One critical test to adjudge the claim of any country of being democratic is its tolerance of dissent and the protection afforded to the dissenter. The recent premeditated murder of Gauri Lankesh, apparently not for any personal enmity or monetary gain, was most deplorable. Equally deplorable is the consequent murder of democracy — because dissent is the soul of democracy.
In any civilised society, people will have different notions of what is good and beneficial for the country. A truly tolerant society grants a fair field and an honest race to all — radicals and reactionaries, industrialists and workmen, the religious and the free thinkers, capitalists and communists, and all the infinite variety of crackpots, fanatics, and self-appointed saviours of mankind. The dissenter must feel free to express his views vigorously, pungently, without any lurking fear of incarceration. The only requirement is that there should be no incitement to violence.
It is wrong to consider a dissenter as a mischievous law-breaker or an anti-national or unpatriotic person. Remember, patriotism is the last refuge of a scoundrel.
In the words of the eminent American jurist Benjamin N. Cardozo, “the dissenter speaks to the future, and his voice is pitched to a key that will carry through the years and for the moment, he is the gladiator making a last stand against the lions.” According to US Chief Justice Charles Evans Hughes, a dissent in a court of last resort is an appeal to the brooding spirit of the law, to the intelligence of a future day, and as observed by Justice Felix Frankfurter, dissents in the US Supreme Court have gradually become majority opinions.
Courts in India have also recognised the right to dissent. In 1967, the High Court of Bombay in the case of Anant Karandikar significantly ruled that “it is implicit in the freedom of press that every one ought to have the privilege of expressing opinions which are unpopular or distasteful. Right to dissent is the very essence of democracy. Conformity to accepted norms and belief has always been the enemy of freedom of thought.”
The Supreme Court of India in a decision pronounced on November 12, 1974, observed: “Peaceful protests and the voicing of a contrary opinion are powerful wholesome weapons in the democratic repertoire.
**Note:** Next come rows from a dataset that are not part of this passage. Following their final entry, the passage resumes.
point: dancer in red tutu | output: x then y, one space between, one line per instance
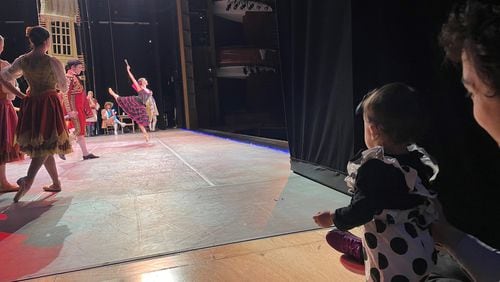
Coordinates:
41 131
75 99
9 152
135 106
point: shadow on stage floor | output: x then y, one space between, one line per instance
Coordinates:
181 191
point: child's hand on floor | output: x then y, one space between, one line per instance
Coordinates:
323 219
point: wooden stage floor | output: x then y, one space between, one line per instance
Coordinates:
184 207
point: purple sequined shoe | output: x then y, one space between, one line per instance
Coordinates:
346 243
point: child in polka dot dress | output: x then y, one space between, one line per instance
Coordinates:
389 181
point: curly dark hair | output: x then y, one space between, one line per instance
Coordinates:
474 27
396 109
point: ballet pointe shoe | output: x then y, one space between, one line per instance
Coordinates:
23 189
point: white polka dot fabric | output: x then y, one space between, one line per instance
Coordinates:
397 243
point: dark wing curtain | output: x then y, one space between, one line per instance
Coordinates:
315 46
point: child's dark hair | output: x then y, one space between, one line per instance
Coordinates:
37 35
475 29
395 109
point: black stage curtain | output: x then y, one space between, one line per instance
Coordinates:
315 45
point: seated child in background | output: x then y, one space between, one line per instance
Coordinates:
109 118
390 183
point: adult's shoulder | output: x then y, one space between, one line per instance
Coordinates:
4 63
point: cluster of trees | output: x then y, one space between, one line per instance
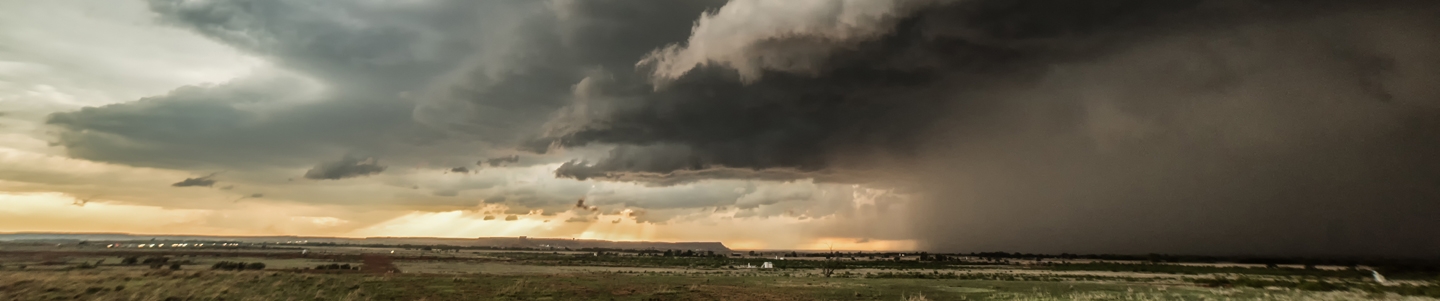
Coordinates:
229 265
153 261
684 254
337 267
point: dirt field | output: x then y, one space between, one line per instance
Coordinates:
379 274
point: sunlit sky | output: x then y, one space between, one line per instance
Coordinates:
108 107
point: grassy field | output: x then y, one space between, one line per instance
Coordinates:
90 274
163 284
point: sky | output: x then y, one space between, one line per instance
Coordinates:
1224 127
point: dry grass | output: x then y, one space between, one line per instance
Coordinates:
160 285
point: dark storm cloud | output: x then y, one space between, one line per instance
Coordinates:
347 166
418 82
1115 126
498 162
196 182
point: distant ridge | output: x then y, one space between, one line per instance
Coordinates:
483 242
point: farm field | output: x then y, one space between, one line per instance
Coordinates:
337 272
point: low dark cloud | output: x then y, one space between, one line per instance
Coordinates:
347 166
196 182
1217 127
1038 126
498 162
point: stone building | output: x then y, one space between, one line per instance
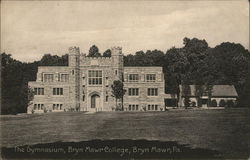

It is, therefore, unconstitutional to pick up a peaceful protester and to put him behind the prison bars.”
The historic dissent of Justice Fazl Ali in 1950 must be noted. In the A.K. Gopalan case, the Supreme Court was required to construe Article 21 of the Constitution which reads as “Protection of life and personal liberty — No person shall be deprived of his life or personal liberty except according to procedure established by law.” The majority in that case ruled that the expression “procedure established by law” in Article 21 means positive or state made law. It rejected the plea that the procedure prescribed by law should comply with the basic principles of natural justice.
Justice Fazl Ali dissented. He held that Article 21 is not complied with by mere prescription of a procedure pursuant to a law enacted by the state, but the procedure must comply with certain “fundamental principles of justice which inhere in every civilised system of law and which are at the root of it.” Justice Fazl Ali ruled in his dissent — that “a person should be deprived of his personal liberty without a trial is a serious matter, but the needs of society may demand it and the individual may often have to yield to those needs. Still the balance between the maintenance of individual rights and public good can be struck only if the person who is deprived of his liberty is allowed a fair chance to establish his innocence.”
After two decades, Justice Fazl Ali’s dissent was expressly accepted by the Supreme Court in January 1978 as laying down the correct law in the case of Mrs Maneka Gandhi whose passport was impounded by the authorities. The Supreme Court ruled that the concept of reasonableness must be projected in the procedure contemplated by Article 21 and stated that the minority view of Justice Fazl Ali “must be regarded as correct and the majority view must be held to have been overruled.”
The voice of dissent, when it is not the voice of violence, is essential for the advancement and progress of society. But for bold dissenters, the scourge of Sati and other social evils would be still haunting us. One need not accept the dissenter’s views. They can be rebutted in a dialogue.
It is said that Gauri was vehemently anti-Hindutva. She was hated for her views. She was called a Naxal sympathiser, a Hindu hater. But however strong her views, she posed no threat to those she opposed. Dissenting views cannot be silenced by the bullet of a gun. The recent cases of M.M. Kalburgi, Narendra Dabholkar and Govind Pansare evince a disturbing trend. The fact that we still don’t know who killed Dabholkar, Kalburgi and Pansare points to a war between fundamentalism and rationalism, with the former showing its virulence.
Union Minister for Minority Affairs Mukhtar Abbas Naqvi rightly stated that “tolerance is the culture and commitment of India and it is our constitutional duty to protect and strengthen the culture of tolerance.” In that case it is the duty of the state to protect the dissenter and not to penalise him or her for the dissenting views. It is also the duty of the state to severely punish those who violently target the expression of dissenting views.
Let politics not be injected into the matter. Let us respect and honour the dissenters for their courage and fearlessness. In doing so, we shall, in effect, be preserving and strengthening our democracy.